杨春儿在一旁冷嘲热讽:“哟,东西都收拾得这么利索,连嫁妆箱子都打包好了,看来你早就是做贼心虚,准备跑路了吧?”
杨春儿目光一闪,对丫鬟柳黄吩咐:“打开看看,她有没有夹带什么贵重首饰?”
池嫽今日所受屈辱已经够多了,立刻喝止:“慢着!如今我和你弟已经和离,我的东西你无权搜查!”
杨春儿被她这一喝吓住了,一时间不敢轻举妄动。
池嫽垂下头不看任何人,低声说:“这些年你送我的贵重首饰,都在妆匣里放着,我一件也没带走。”说着,她连头上来不及卸下的发饰也一并拆下,交在柳黄的手里。
她顶着光秃秃的发髻出门自然很难看,想带走旧时的那枚钗子,可那东西早在多年前就已腐烂。
岁月变迁,连钗子都能腐化,人心人性何尝不是如此,早已沧海桑田。
池嫽对青蛾说:“我们走。”
杨春儿依旧不依不饶:“你的私物我可以不看,但那些嫁妆箱子必须拆开检查!我怀疑你把那五万两银子的银票藏在里面了!”
池嫽脚步一顿,冷声道:“可惜我的箱子已贴了封条,不容你放肆。”
“这里是我家,我就放肆又如何?”杨春儿想起丈夫曾和池嫽共处一室,醋意上涌,吩咐让丫鬟去开箱。
这时杨濂终于出声阻止:“不必检查了,放她走。”随即命人打开中门,将十口箱子搬上马车送走。
五万两银子罢了,既然她要贪,就给她,就当安顿下半生的费用。
从此以后,他们两清了。
池嫽平时出门习惯坐轿子,可此时哪有给她准备的?只能步行。
她从马车上解下一匹马,套上马鞍,回头望了一眼那些嫁妆,没有一样值得留恋。
池嫽翻身上马,一路策马狂奔,冲出了杨家。
春夜湿润的晚风如往事扑面而至,俄顷,星子般的雨点敲打在池嫽的脸上。
池嫽从回忆的苦海里探出头来,发觉四周早已变换了景致,眼前不是精幽华贵的尚书府,而是一座群山簇拥的高峰拔地而起,在她的脚下赫然挺立。

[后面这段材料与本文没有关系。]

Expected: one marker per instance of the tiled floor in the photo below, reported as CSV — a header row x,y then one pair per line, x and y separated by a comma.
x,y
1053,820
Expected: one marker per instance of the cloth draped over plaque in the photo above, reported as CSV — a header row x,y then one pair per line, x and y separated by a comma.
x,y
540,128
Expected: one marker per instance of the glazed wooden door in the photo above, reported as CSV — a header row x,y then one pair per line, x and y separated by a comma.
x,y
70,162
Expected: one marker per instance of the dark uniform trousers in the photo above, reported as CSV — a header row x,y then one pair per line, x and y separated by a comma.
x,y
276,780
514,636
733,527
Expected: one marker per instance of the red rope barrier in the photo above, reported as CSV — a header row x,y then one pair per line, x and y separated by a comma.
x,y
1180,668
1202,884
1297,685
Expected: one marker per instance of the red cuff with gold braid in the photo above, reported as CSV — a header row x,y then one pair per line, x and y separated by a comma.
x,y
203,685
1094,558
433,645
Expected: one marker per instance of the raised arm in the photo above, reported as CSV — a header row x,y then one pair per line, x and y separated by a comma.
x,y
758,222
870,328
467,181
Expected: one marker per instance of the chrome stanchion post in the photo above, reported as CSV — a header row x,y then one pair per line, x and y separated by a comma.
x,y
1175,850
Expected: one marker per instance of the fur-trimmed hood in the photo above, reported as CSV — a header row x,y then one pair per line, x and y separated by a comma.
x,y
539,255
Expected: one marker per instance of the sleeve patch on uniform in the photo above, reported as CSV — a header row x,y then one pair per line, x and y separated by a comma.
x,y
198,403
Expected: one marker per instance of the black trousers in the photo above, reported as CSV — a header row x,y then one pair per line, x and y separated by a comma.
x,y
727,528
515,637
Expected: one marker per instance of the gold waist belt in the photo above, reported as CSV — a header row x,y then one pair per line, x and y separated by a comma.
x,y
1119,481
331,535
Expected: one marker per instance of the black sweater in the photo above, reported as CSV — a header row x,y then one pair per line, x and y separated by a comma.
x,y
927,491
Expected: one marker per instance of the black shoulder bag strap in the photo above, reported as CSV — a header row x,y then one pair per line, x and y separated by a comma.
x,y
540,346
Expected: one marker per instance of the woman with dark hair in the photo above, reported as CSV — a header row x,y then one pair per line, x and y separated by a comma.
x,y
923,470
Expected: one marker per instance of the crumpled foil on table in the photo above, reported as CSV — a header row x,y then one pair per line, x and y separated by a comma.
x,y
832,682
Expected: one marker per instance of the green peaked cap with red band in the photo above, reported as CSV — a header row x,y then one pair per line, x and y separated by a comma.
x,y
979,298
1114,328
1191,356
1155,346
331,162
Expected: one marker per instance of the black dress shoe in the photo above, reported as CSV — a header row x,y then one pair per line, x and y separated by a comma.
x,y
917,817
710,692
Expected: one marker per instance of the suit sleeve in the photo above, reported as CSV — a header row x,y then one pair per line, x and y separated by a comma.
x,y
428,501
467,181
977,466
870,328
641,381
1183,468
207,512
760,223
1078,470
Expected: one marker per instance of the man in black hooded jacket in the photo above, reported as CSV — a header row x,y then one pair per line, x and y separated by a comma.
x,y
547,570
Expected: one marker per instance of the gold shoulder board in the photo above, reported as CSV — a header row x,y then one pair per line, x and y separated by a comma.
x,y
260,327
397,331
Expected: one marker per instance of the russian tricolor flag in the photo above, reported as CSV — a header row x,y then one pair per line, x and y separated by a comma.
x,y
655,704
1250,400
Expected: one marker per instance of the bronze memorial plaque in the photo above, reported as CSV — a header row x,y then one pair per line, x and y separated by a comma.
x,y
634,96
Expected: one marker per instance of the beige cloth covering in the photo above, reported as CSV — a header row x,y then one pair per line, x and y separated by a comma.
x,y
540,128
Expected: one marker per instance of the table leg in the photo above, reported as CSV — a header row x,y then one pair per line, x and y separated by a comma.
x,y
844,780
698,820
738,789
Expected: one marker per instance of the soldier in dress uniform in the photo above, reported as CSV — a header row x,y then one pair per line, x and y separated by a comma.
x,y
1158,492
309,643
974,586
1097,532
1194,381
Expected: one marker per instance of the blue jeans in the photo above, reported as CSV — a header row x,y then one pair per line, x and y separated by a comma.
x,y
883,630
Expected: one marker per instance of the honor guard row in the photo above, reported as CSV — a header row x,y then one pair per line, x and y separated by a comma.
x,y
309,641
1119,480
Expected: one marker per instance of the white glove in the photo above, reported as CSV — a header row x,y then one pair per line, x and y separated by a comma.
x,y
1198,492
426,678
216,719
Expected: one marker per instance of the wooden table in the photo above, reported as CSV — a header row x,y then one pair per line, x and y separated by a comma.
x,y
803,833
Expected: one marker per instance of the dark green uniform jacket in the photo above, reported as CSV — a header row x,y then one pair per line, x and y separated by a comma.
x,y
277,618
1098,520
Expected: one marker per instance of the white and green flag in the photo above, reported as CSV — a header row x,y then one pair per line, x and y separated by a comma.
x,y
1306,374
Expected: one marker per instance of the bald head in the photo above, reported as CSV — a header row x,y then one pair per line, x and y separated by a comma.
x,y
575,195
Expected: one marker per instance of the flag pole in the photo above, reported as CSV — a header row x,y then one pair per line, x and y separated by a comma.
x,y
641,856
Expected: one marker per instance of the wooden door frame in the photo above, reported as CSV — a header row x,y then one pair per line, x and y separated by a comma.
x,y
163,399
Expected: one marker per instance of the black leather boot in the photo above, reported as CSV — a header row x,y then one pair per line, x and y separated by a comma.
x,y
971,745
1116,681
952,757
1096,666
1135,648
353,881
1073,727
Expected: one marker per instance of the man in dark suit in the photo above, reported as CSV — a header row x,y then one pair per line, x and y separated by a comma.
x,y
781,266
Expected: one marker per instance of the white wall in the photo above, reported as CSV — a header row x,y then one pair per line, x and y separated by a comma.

池嫽勒住缰绳,奔驰的马蹄在险峻的山道上慢了下来,从她的视线俯瞰而下,满目皆是郁郁苍苍的山林。
这里是鱼背山,她永远都不会忘记的一处风景。
初时杨濂家境贫寒,池嫽是小吏之家的出身,带了十只嫁妆箱子过来,没多久就用尽了,池嫽自幼学得一手栩栩如生的刺绣本事,日夜刺绣贴补家用,日子贫苦极了。
杨濂虽有才华,却无钱打点人脉,科考之路磕磕绊绊。有位大官人听说鱼背山谷景色绝佳,高价求一件山谷图的绣品,只是传闻鱼背山谷有野狼出没,无人敢去采风。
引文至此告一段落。